It’s the End of Law Firm SEO As We Know It (And I Feel Fine)
Jason Bland | May 29, 2026
You are not trying to be the best of ten anymore. You are trying to be the best of a hundred and then some. And we're ready.
On May 19, Google announced on stage at its I/O conference that the search box you have used for the last 25 years is going away. They called it the biggest change to Search since the search box first showed up, and this time the hype is real. The ten blue links you are used to scrolling through are on their way out. What replaces them is an AI box that answers in full sentences, carries on a conversation, builds little tools on the spot, and runs agents in the background that go hunting for information while you sleep.
The coverage has treated this like Google blowing up the front door of the internet. Every business that depends on people clicking through from a search result is nervous – well, more nervous since those businesses have already seen clicks plummet as AI has taken over search. Or as SF Gate columnist Drew Magary said, “Google is about to make a big change and it’s gonna suuuuuuck.“
For journalists and content publishers, he’s probably right.

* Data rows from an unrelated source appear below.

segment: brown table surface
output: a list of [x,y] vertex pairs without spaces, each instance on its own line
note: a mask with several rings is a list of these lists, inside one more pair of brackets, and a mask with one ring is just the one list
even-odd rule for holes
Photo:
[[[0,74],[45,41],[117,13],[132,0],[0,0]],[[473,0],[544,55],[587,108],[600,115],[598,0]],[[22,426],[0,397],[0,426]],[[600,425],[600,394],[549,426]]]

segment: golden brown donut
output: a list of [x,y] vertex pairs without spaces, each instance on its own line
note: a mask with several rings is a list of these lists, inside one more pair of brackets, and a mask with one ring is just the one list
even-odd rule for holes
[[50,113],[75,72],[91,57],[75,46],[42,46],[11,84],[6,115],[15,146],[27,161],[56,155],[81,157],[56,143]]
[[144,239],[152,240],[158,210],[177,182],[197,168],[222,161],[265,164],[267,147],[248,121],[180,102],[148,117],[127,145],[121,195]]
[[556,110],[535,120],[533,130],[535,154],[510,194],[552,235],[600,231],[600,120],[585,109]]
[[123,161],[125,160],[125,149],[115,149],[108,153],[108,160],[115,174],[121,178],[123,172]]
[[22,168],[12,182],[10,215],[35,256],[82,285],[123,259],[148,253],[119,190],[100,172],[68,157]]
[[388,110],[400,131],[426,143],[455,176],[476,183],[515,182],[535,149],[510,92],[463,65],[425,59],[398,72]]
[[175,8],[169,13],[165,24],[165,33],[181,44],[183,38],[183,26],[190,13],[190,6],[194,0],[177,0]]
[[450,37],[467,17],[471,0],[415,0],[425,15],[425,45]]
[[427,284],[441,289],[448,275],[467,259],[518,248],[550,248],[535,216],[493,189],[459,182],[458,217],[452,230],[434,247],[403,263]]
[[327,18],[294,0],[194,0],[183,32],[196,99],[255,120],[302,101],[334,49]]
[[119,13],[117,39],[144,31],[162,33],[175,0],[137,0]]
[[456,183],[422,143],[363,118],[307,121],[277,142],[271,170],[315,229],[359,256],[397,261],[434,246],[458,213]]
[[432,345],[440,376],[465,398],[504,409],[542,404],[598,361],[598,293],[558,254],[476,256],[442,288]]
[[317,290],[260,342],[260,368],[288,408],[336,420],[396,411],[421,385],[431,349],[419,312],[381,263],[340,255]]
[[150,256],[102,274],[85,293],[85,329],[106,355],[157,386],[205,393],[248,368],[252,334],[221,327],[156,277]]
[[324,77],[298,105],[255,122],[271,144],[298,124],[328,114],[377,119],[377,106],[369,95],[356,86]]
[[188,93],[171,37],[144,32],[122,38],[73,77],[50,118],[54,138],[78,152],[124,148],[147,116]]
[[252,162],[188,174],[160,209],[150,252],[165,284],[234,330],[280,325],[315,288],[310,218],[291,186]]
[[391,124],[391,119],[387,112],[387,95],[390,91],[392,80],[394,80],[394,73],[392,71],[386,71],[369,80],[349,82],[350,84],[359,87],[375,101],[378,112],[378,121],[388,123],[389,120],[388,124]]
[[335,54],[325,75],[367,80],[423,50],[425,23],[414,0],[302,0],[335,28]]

But we’re all about law firms. Right now, a lot of people in the SEO community (and our niche of law firm SEO) are panicking.
I’m not.
We have been building toward this exact day at Custom Legal Marketing for more than four years. So while the rest of the industry acts like the sky is falling, to me it feels like a deadline I already hit. Let me walk you through what changed, and why it is good news if your firm is set up right and great news if you’re already working with Custom Legal Marketing and getting to take advantage of Sequoia, our AI marketing platform for lawyers.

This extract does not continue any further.